İnsanlar için en hayırlı topluluk olan İslam ümmetinin bireyleri birbirlerinin bütün dertleriyle ilgilenen kişilerden meydana gelir. Halbuki diğer bütün dinlerde iyilik ve kötülük her ferdin kendi sorunudur. Mesela Tevrat'ta, "Rab, Kabil'e sordu: 'kardeşin nerede?' O da, 'Bilmem, ben kardeşimin bekçisi miyim?" gibi bir ifade vardır (Tevrat, Tekvin, 4/9).

Marufu emretmek, münkerden alıkoymak görevini İslam ümmeti içinden öncelikle alim olanlar üstlenir; yoksa bu iş cahillere bırakılmaz. Çünkü cahiller her şeyi altüst ederler, kavram ve değer kargaşasına yolaçarlar. Görevin yerine getirilmesinde ana ilke her müslümanın ahirette hesap vereceğini bilmesi bilincidir.
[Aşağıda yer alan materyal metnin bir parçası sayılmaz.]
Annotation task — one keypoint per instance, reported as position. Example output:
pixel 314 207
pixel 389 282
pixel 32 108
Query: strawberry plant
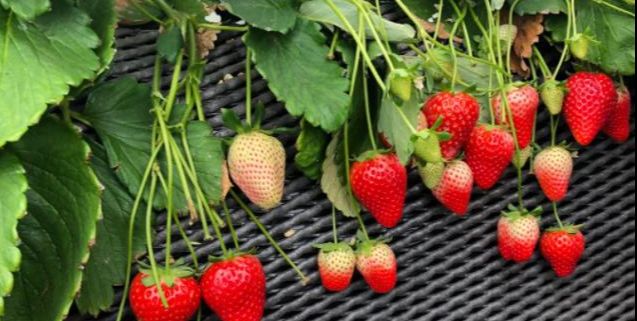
pixel 91 165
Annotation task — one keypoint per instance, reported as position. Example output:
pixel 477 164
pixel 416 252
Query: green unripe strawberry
pixel 431 174
pixel 553 93
pixel 400 84
pixel 257 165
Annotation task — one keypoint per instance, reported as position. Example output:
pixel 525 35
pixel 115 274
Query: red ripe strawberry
pixel 337 263
pixel 523 103
pixel 618 125
pixel 182 295
pixel 235 288
pixel 591 98
pixel 563 248
pixel 257 165
pixel 454 190
pixel 518 234
pixel 488 154
pixel 553 168
pixel 377 263
pixel 380 184
pixel 459 112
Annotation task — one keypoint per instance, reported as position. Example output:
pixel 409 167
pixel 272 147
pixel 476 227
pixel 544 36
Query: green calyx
pixel 570 229
pixel 401 84
pixel 553 94
pixel 167 276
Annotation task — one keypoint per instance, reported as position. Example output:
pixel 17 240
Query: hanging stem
pixel 269 237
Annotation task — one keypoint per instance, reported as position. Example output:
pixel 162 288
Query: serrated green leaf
pixel 319 11
pixel 613 32
pixel 63 208
pixel 120 113
pixel 393 126
pixel 333 185
pixel 103 22
pixel 40 60
pixel 27 9
pixel 107 264
pixel 532 7
pixel 279 15
pixel 310 147
pixel 13 205
pixel 310 85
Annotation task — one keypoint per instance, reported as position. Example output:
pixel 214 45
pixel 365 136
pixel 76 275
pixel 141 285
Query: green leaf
pixel 310 85
pixel 269 15
pixel 394 127
pixel 310 148
pixel 170 43
pixel 532 7
pixel 40 60
pixel 613 32
pixel 63 207
pixel 333 185
pixel 27 9
pixel 103 22
pixel 13 205
pixel 319 11
pixel 107 265
pixel 120 113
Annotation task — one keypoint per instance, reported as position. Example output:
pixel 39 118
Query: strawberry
pixel 618 125
pixel 459 113
pixel 488 154
pixel 257 166
pixel 376 261
pixel 180 290
pixel 553 168
pixel 336 262
pixel 454 190
pixel 523 103
pixel 518 234
pixel 235 288
pixel 563 248
pixel 589 102
pixel 379 182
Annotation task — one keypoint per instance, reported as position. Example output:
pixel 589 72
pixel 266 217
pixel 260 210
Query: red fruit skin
pixel 459 112
pixel 618 125
pixel 488 154
pixel 563 251
pixel 523 103
pixel 380 184
pixel 455 187
pixel 183 300
pixel 517 239
pixel 379 268
pixel 336 269
pixel 590 99
pixel 553 168
pixel 235 289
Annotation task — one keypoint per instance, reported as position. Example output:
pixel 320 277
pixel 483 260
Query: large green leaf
pixel 531 7
pixel 309 84
pixel 27 9
pixel 103 22
pixel 63 208
pixel 318 10
pixel 394 127
pixel 277 15
pixel 613 31
pixel 107 264
pixel 120 113
pixel 40 60
pixel 13 205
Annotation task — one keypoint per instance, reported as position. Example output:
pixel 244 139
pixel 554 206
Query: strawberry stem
pixel 269 237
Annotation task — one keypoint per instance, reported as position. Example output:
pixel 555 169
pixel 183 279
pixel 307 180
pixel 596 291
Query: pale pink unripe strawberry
pixel 257 165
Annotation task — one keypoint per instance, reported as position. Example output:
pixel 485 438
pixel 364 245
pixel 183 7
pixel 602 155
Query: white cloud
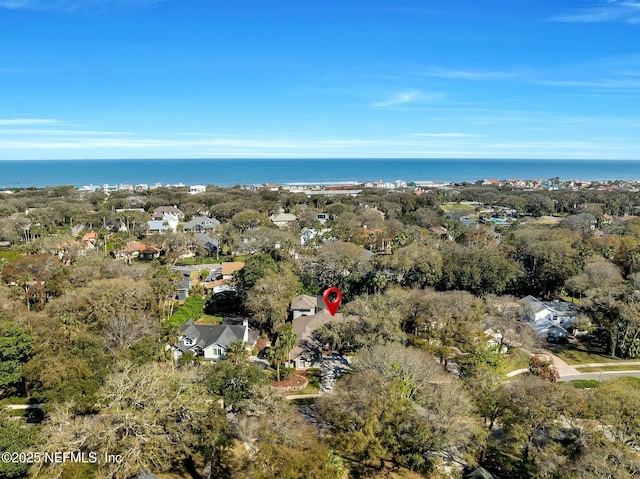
pixel 408 97
pixel 446 135
pixel 72 5
pixel 626 11
pixel 472 75
pixel 28 121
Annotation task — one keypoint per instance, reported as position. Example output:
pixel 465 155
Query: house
pixel 138 249
pixel 210 244
pixel 201 224
pixel 308 354
pixel 161 211
pixel 308 234
pixel 322 218
pixel 168 222
pixel 228 269
pixel 282 220
pixel 552 320
pixel 90 239
pixel 184 286
pixel 211 341
pixel 303 305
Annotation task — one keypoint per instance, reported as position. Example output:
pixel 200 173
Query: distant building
pixel 201 224
pixel 168 222
pixel 282 220
pixel 160 211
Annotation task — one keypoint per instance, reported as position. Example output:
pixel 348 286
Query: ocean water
pixel 313 171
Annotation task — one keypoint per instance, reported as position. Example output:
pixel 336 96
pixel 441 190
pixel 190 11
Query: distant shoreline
pixel 225 173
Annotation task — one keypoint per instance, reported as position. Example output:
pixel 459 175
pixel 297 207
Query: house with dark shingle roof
pixel 303 305
pixel 307 354
pixel 161 211
pixel 551 320
pixel 211 341
pixel 201 224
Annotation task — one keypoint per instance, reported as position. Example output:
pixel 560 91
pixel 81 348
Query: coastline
pixel 303 172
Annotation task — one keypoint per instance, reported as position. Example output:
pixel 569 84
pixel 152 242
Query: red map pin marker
pixel 332 306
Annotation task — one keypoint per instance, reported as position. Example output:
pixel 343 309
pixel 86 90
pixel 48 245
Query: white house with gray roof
pixel 551 320
pixel 211 341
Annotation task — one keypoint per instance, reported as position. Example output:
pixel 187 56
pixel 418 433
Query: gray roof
pixel 205 335
pixel 203 221
pixel 304 301
pixel 168 209
pixel 304 326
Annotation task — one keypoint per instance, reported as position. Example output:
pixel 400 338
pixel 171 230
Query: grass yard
pixel 617 367
pixel 578 355
pixel 209 319
pixel 516 359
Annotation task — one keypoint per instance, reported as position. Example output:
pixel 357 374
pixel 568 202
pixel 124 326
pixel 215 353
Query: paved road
pixel 600 376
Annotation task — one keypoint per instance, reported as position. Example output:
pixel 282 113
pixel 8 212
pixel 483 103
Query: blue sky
pixel 319 78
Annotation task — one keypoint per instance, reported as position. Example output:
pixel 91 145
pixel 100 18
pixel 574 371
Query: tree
pixel 416 265
pixel 15 438
pixel 617 409
pixel 237 351
pixel 237 383
pixel 284 445
pixel 16 347
pixel 341 265
pixel 269 299
pixel 481 271
pixel 398 409
pixel 34 274
pixel 153 417
pixel 530 420
pixel 543 367
pixel 283 345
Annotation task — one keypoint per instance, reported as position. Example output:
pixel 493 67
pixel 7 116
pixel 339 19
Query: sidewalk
pixel 573 369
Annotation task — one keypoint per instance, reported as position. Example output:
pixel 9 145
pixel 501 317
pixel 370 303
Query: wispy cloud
pixel 72 5
pixel 29 121
pixel 472 75
pixel 620 11
pixel 446 135
pixel 409 97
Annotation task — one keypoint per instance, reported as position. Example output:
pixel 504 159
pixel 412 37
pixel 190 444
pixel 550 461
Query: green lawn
pixel 576 355
pixel 516 359
pixel 209 319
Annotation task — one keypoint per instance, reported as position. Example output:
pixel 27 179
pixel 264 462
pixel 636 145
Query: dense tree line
pixel 85 334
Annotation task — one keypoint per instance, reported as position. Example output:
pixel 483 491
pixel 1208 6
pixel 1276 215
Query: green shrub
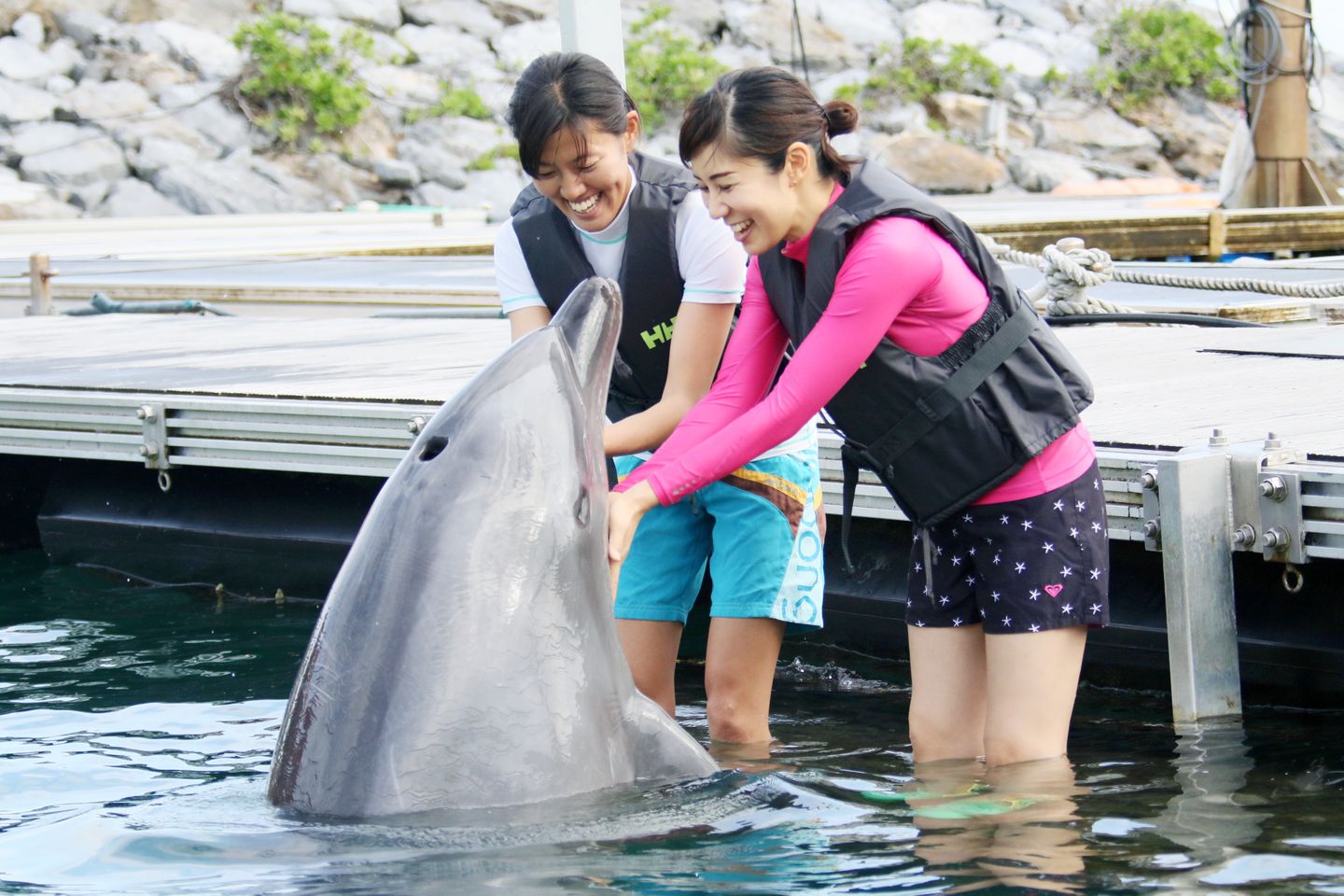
pixel 922 69
pixel 1148 49
pixel 665 70
pixel 454 101
pixel 297 83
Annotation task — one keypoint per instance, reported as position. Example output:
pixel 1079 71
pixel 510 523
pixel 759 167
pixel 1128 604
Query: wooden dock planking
pixel 1156 387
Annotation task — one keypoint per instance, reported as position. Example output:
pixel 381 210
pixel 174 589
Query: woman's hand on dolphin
pixel 623 512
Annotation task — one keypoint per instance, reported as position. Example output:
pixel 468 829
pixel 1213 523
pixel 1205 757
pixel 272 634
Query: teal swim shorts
pixel 758 531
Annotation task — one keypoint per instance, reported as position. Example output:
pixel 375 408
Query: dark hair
pixel 757 113
pixel 564 91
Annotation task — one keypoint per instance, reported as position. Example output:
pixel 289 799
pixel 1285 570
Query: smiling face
pixel 586 172
pixel 763 207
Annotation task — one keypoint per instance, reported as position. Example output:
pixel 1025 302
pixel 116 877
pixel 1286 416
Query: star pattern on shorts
pixel 1029 605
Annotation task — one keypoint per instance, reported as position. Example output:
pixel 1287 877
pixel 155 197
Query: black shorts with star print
pixel 1020 566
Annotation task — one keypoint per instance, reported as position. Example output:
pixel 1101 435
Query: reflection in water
pixel 1206 819
pixel 1014 825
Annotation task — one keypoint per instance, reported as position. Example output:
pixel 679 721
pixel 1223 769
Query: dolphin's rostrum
pixel 467 656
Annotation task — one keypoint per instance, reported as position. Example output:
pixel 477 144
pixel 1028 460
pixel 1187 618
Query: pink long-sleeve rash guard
pixel 898 280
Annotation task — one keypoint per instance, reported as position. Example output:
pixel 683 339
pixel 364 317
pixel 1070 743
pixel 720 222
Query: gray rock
pixel 938 165
pixel 28 27
pixel 397 174
pixel 467 15
pixel 198 49
pixel 402 88
pixel 106 100
pixel 1039 171
pixel 156 153
pixel 86 27
pixel 69 156
pixel 512 12
pixel 237 184
pixel 341 180
pixel 1041 14
pixel 207 116
pixel 19 103
pixel 950 23
pixel 522 43
pixel 863 23
pixel 492 189
pixel 86 196
pixel 21 201
pixel 384 14
pixel 131 198
pixel 21 61
pixel 434 162
pixel 1069 124
pixel 1025 60
pixel 445 49
pixel 437 195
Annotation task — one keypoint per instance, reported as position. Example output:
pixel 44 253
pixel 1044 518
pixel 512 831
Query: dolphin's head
pixel 467 653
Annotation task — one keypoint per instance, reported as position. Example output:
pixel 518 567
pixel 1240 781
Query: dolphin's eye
pixel 434 446
pixel 582 507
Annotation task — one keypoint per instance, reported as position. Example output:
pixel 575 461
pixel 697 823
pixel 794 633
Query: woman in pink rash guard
pixel 943 381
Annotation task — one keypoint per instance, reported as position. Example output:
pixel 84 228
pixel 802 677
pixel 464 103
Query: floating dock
pixel 187 448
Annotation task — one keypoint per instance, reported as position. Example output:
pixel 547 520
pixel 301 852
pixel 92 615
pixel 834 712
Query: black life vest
pixel 651 280
pixel 937 430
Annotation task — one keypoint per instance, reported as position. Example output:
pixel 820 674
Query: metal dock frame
pixel 1197 507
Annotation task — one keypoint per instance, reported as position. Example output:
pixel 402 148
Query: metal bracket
pixel 1152 510
pixel 1282 536
pixel 1248 464
pixel 153 431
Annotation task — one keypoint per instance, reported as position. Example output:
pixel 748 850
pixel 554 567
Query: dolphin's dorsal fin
pixel 583 321
pixel 662 749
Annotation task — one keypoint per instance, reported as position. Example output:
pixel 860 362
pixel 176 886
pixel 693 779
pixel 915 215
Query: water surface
pixel 136 727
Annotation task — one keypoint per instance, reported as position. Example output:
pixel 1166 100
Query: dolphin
pixel 467 656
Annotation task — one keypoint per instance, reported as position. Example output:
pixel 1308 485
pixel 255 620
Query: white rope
pixel 1077 269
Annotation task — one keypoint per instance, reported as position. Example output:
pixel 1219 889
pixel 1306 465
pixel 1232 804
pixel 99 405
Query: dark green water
pixel 136 727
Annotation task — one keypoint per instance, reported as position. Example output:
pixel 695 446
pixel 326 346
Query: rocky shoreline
pixel 119 107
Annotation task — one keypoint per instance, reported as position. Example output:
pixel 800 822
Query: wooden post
pixel 39 284
pixel 1279 110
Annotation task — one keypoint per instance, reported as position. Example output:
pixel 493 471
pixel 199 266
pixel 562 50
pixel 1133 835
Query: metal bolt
pixel 1274 488
pixel 1276 539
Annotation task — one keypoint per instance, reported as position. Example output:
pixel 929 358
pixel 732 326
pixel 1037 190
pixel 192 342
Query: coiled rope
pixel 1070 269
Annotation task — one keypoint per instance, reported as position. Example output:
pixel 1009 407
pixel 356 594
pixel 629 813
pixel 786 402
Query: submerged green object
pixel 973 807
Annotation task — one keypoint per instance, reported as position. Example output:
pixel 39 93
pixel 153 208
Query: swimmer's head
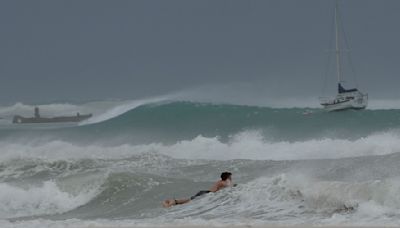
pixel 226 175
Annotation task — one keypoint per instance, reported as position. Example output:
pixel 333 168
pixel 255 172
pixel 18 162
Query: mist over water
pixel 293 165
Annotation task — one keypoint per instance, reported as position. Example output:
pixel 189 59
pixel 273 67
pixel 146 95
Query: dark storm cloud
pixel 85 50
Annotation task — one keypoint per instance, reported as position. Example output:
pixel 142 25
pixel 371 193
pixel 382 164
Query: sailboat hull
pixel 345 101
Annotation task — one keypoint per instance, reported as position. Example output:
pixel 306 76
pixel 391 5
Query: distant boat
pixel 346 98
pixel 58 119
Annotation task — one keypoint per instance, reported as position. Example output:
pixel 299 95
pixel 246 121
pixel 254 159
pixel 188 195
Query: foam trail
pixel 245 145
pixel 45 199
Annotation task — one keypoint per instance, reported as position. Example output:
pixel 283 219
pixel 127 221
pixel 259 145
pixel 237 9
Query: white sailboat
pixel 346 98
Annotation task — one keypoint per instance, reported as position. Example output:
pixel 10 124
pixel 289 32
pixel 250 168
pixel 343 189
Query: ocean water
pixel 292 165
Toplumlar genelde ikiye ayrılırlar: Maruf toplumlar, münker toplumlar. Münker toplumlar oluşmuş veya oluşmakta iken, müslümanların ma'siyete, münkere, tağuta itaatten kaçınmaları farzdır (Ahmed b. Hanbel, Müsned, II, 144). Yani müslümanların her münker toplumunu maruf toplum, İslam hükümlerinin yaşandığı toplum haline getirmeleri farz kılınmıştır. Çağdaş demokratik-laik toplumlar dini sadece Allah'la kul arasında bir mesele olarak görürler ve İslam'ın maruf münker ilkesinin sadece ahlakı bir mesele olduğunu vazederler. Halbuki hayatın bütün yönlerini Allah ve Resulunün emir ve yasakları doğrultusunda yaşamak ve münker toplumları İslami toplum haline dönüştürmekle görevli olan müslümanların bu durumuyla demokratik ilkeler birbirine hem karşıt, hem de çelişiktir. Bu sebeple müslümanların her zaman marufu emretmeleri, münkerden sakındırmaları mümkün olmaz; karşılarına münker toplumun emir ve yasakları çıkarılır. İşte bu noktada müslümanlar için şu buyruk geçerlidir: "Ey iman edenler siz kendinize bakın; doğru yolda iseniz sapıtanlar size zarar veremezler" (el-Maide, 5/105). Çağdaş toplumla müslümanın çelişkisi onun, ancak Allah'a ve Resulune itaat edeceği gerçeğinden dolayı İslami bir devleti gerçekleştirmesini zorunlu kılar. Bir yandan bu yolda çalışırken öte yandan münkerlerle mücadele kesintiye uğramaz, marufun emredilmesinden geri kalınmaz. Bu nokta şunun için önemlidir: Maruf, ne salt ahlakçılık demektir, ne de İslam'ın ana ilkelerinin yerine insan haklarının geçirilmesidir. Maruf, tek kelimeyle İslam'ın kendisidir. Münker de, aslı itibariyle veya ahlakı açıdan sadece kötü şeyler değil, tam anlamıyla İslam'ın yasakladığı her şeydir. Yeryüzünün değişik yerlerinde, değişik rejimlerde ve şartlarda yasayan müslümanlar için değişmeyen ölçü budur. Bunun tek yöntemi de Rasulullah'ın sünnetidir. "Size peygamber neyi verdiyse onu benimseyiniz..." (Haşr, 59/7).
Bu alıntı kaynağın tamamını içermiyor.